Regional LORETA solutions (mean across subjects) relative to a statistical ANOVA interaction among factors Group (Nyoung, Nold), Band (delta, theta, alpha 1, alpha 2, beta 1, beta 2), and ROI (central, frontal, parietal, occipital, temporal, limbic). This ANOVA design used the normalized relative current density values of the LORETA solutions at the ROI level as a dependent variable. Regional LORETA solutions modeled EEG relative power spectra as revealed by “virtual” intracranial macroelectrodes “placed” on the macrocortical regions of interest. Rectangles indicate the cortical regions and frequency bands in which LORETA solutions presented statistically significant differences between Nyoung and Nold groups (P < 0.05, planned Tukey post‐hoc testing).

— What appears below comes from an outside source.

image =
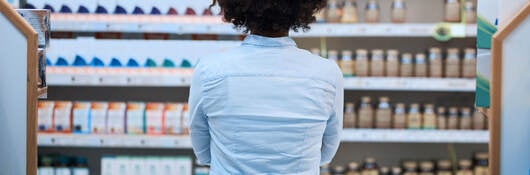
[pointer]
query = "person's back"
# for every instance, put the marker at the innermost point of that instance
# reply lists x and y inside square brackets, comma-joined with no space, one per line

See Subjects and Methods for further details. [Color figure can be viewed in the online issue, which is available at www.interscience.wiley.com.]

Figure 3

Scatterplots between individual regional LORETA solutions and age in all Nyoung and Nold subjects considered as a single group. These solutions refer to the EEG sources showing a statistically significant difference in magnitude between Nold and Nyoung groups, namely, occipital delta source as well as occipital, and limbic alpha 1 source as well as parietal, occipital, temporal, and limbic alpha 2 sources. Results of the linear correlation (Pearson test, Bonferroni‐corrected at P < 0.05) between individual regional LORETA solutions and age are reported in the diagrams. [Color figure can be viewed in the online issue, which is available at www.interscience.wiley.com.]